そして俺は前世の武史の記憶を持ったまま、アフリカの母に育てられているのだがすぐに、母は俺の異変に気付いた。

「ねえ、この子、私たちの言葉理解していないかしら」

 俺は必死に赤ん坊らしく振る舞ったのだが、それは母からすれば血のつながった母からすればわが子の些細な表情の変化に気づかないわけではなかった。まあ、母によるかもしれないけど。

「この子……化け物だわ」

 俺は自分の人生がもう終わったと感じた。母親に化け物扱いされたのだ。それはすなわち虐待、あるいは淘汰を意味している。

「いい意味で」

 なんでやねん。俺は関西弁で突っ込んだ。母親は俺の事をいい意味で化け物だといったのである。

 そして俺の顔に自分の顔をすりすりした。

「この子は化け物よ。いい意味で。化け物なのよ!」

 いや、褒められている気がしない。とても。この母親とても……変。俺は無口なツンデレキャラのように突っ込みを入れた。

「今日の獲物をとってきたぞ」

 ちょうどその時父親が家に帰ってきた。今日の獲物はなんなのだろうか。昨日はネズミだった。

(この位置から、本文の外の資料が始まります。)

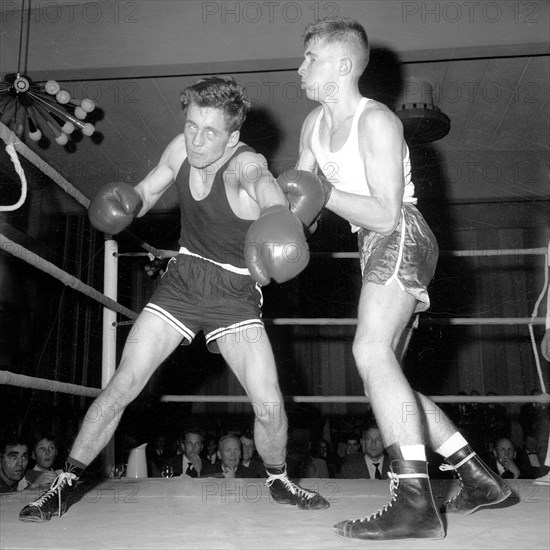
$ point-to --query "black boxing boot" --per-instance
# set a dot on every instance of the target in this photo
(411, 513)
(285, 491)
(480, 486)
(55, 501)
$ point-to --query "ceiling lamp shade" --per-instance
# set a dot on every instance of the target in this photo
(422, 121)
(33, 109)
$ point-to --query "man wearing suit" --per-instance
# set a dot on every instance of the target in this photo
(373, 463)
(190, 462)
(230, 466)
(506, 462)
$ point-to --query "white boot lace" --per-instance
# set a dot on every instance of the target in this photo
(58, 483)
(292, 487)
(394, 485)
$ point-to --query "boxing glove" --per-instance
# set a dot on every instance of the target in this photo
(275, 246)
(114, 207)
(305, 193)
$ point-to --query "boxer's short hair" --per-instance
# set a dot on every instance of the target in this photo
(219, 92)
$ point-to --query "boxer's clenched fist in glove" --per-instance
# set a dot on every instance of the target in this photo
(305, 194)
(114, 207)
(275, 246)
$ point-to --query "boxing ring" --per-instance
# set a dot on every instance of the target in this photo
(212, 513)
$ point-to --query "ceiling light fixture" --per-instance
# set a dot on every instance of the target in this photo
(35, 109)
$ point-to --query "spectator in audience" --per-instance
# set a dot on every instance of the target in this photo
(249, 456)
(14, 459)
(210, 450)
(230, 466)
(505, 461)
(44, 453)
(190, 462)
(373, 463)
(353, 445)
(157, 456)
(534, 456)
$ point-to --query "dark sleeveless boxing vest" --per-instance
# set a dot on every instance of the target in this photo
(209, 227)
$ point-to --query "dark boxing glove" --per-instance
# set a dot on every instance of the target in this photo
(114, 207)
(275, 246)
(305, 194)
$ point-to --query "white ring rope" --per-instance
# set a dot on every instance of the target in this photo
(327, 321)
(10, 138)
(31, 382)
(10, 149)
(13, 144)
(541, 398)
(458, 253)
(31, 258)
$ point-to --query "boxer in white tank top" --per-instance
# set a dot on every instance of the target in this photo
(358, 144)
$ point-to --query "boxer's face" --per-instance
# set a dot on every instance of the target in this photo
(206, 136)
(230, 452)
(319, 71)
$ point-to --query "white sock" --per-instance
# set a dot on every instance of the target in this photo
(452, 445)
(413, 452)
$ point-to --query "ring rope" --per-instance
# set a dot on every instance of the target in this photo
(541, 398)
(31, 258)
(23, 381)
(9, 137)
(541, 251)
(322, 321)
(10, 149)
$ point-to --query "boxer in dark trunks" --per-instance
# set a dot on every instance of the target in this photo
(230, 208)
(358, 144)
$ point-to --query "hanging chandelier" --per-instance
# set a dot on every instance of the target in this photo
(40, 109)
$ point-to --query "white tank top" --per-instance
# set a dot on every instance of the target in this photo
(344, 168)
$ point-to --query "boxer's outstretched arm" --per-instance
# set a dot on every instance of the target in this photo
(162, 176)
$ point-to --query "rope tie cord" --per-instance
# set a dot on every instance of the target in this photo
(10, 138)
(31, 382)
(31, 258)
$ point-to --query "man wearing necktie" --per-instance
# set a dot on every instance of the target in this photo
(372, 463)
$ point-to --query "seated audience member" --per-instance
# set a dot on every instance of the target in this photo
(248, 459)
(505, 461)
(157, 456)
(210, 450)
(44, 454)
(230, 466)
(373, 463)
(533, 456)
(14, 459)
(317, 465)
(190, 462)
(353, 445)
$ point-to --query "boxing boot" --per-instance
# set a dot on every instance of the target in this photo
(285, 491)
(54, 502)
(411, 513)
(480, 486)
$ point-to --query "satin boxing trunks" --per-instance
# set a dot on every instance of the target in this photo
(198, 294)
(408, 256)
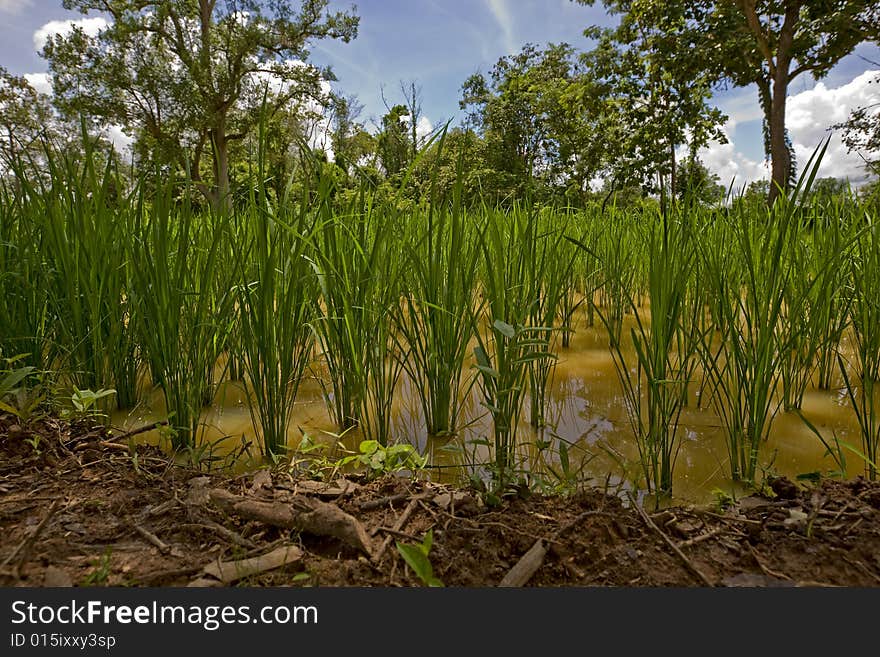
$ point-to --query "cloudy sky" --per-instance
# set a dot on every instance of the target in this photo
(439, 43)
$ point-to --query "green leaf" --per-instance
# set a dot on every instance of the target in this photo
(504, 329)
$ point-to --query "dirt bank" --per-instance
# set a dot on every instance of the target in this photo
(81, 510)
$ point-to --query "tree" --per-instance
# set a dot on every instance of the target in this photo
(768, 43)
(657, 93)
(539, 116)
(393, 143)
(192, 76)
(26, 121)
(697, 184)
(862, 132)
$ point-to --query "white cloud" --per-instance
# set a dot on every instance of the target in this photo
(424, 127)
(14, 6)
(732, 167)
(41, 82)
(90, 26)
(121, 141)
(503, 17)
(811, 114)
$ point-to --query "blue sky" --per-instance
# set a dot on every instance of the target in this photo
(439, 43)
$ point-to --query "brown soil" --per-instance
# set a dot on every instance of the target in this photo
(81, 510)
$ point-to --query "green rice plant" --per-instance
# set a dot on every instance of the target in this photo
(185, 298)
(862, 388)
(744, 367)
(550, 251)
(617, 255)
(665, 339)
(84, 221)
(832, 240)
(25, 322)
(276, 295)
(510, 243)
(812, 322)
(351, 259)
(435, 321)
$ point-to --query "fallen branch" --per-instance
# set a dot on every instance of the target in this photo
(383, 501)
(301, 513)
(140, 430)
(228, 572)
(216, 527)
(681, 555)
(163, 547)
(23, 549)
(702, 537)
(527, 566)
(398, 526)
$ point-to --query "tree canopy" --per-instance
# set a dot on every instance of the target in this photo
(191, 77)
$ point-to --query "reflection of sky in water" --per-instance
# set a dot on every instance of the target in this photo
(585, 408)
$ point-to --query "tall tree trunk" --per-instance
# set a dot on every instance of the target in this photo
(780, 156)
(220, 148)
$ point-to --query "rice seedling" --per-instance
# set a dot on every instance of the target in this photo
(862, 387)
(25, 324)
(351, 257)
(614, 250)
(84, 220)
(745, 367)
(275, 298)
(439, 301)
(665, 338)
(184, 297)
(509, 243)
(832, 240)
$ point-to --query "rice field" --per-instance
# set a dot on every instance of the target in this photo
(458, 330)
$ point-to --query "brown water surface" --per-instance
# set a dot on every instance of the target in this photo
(585, 408)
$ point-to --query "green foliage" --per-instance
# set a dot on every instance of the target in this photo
(85, 404)
(381, 459)
(189, 77)
(768, 43)
(416, 557)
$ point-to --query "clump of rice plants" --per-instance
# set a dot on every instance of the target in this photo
(512, 272)
(665, 338)
(439, 301)
(355, 267)
(184, 296)
(276, 295)
(862, 387)
(744, 359)
(25, 324)
(84, 221)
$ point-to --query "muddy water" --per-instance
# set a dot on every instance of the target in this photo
(585, 408)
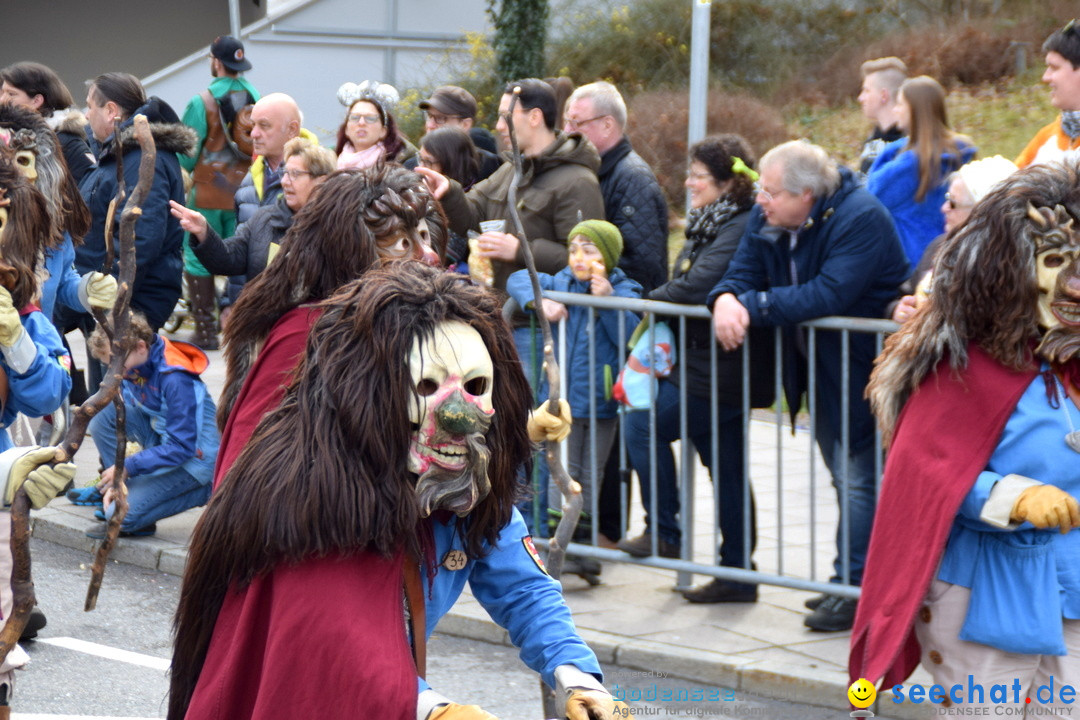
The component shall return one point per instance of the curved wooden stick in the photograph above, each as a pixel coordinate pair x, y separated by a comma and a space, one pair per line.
121, 322
570, 490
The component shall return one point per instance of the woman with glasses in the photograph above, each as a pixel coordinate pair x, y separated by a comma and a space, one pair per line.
368, 134
967, 187
243, 256
720, 181
909, 177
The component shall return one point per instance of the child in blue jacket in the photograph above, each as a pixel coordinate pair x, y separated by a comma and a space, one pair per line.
595, 247
170, 415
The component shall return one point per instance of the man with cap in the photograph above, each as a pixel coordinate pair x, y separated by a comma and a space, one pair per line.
456, 107
217, 166
1062, 137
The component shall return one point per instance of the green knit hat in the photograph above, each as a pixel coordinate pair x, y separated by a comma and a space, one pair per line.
605, 236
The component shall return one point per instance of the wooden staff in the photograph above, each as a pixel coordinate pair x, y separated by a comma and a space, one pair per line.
569, 488
121, 322
22, 580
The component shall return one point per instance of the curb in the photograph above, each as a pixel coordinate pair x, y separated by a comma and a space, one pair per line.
756, 677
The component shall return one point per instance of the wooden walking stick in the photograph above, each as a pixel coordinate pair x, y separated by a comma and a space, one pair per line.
22, 579
569, 488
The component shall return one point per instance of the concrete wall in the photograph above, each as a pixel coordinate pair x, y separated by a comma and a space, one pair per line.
81, 39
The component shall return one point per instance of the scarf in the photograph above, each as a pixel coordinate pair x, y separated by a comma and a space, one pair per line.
352, 159
1070, 123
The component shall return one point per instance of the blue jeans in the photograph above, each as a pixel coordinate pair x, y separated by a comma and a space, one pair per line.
152, 497
861, 489
730, 490
529, 343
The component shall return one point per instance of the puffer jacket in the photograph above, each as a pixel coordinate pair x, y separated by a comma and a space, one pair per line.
70, 128
158, 235
634, 203
701, 265
166, 386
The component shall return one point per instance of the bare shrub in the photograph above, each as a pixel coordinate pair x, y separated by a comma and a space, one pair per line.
658, 121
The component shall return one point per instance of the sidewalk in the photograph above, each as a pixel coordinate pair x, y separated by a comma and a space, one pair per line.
633, 619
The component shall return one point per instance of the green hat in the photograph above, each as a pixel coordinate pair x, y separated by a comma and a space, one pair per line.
605, 236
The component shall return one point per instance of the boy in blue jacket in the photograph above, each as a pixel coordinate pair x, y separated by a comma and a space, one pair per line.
170, 415
595, 247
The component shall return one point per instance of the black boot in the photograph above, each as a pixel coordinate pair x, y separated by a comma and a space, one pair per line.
203, 303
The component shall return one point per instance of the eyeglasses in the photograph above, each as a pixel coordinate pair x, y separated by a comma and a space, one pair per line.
953, 205
354, 119
439, 118
578, 124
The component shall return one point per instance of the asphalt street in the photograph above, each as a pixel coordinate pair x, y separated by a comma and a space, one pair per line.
111, 663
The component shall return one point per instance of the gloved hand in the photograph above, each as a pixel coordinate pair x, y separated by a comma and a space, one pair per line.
102, 290
543, 425
11, 327
595, 705
1047, 506
455, 711
42, 481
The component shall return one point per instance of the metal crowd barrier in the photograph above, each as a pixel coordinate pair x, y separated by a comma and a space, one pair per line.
809, 575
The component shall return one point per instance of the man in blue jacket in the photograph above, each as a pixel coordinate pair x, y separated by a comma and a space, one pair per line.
819, 244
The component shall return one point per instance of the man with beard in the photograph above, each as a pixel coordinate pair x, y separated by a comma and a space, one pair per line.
980, 393
408, 371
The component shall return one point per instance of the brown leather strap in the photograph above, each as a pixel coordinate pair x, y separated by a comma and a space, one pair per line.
215, 134
417, 612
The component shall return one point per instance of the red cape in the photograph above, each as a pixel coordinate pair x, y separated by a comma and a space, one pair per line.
323, 639
265, 385
945, 435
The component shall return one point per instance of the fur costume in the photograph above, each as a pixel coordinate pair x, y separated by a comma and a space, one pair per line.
339, 233
946, 392
262, 612
61, 191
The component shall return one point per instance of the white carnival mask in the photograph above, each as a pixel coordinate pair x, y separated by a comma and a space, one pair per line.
453, 380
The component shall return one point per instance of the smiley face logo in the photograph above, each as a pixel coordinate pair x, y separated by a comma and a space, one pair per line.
862, 693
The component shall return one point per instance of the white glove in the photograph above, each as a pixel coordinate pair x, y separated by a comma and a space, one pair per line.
11, 326
42, 481
102, 290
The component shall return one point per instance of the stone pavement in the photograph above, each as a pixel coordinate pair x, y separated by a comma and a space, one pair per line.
634, 617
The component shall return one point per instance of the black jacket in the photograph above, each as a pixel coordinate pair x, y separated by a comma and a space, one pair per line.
246, 253
701, 265
158, 235
634, 203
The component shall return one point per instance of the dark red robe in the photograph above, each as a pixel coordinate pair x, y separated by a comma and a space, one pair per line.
944, 437
320, 639
324, 638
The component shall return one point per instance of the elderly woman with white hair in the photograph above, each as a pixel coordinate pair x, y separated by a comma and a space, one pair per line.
967, 187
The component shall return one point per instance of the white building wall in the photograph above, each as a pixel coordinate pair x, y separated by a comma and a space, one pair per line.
308, 49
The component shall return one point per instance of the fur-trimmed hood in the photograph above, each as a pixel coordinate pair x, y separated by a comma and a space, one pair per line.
169, 133
68, 120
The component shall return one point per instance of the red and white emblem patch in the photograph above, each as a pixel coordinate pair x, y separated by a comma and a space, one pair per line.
531, 549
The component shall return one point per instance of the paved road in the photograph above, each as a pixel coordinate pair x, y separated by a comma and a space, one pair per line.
111, 663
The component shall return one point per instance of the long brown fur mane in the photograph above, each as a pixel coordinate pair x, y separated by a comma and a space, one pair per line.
984, 289
21, 236
334, 239
326, 472
66, 206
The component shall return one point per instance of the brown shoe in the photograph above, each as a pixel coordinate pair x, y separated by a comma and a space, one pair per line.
642, 546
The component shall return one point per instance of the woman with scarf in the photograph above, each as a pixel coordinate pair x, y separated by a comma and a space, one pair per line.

 手に握られていたのはミミズだった。いや、食えるのかな。

「あらっ、あなたにしては上出来ね」

 上出きなんかいっ! じゃあ昨日のネズミは?

「昨日は奇跡だったし」

 昨日は奇跡だったんだ……。俺この家で長生きできそうにない。というか村にいるんだよな。そうだよな。でも他の村人の声も聞こえないし、俺が生まれたというのに、だれも祝いにこないし。呪いにじゃないよ。祝いにだよ。

 少しさびしくなって俺はそんな一人ボケをかましたのだった。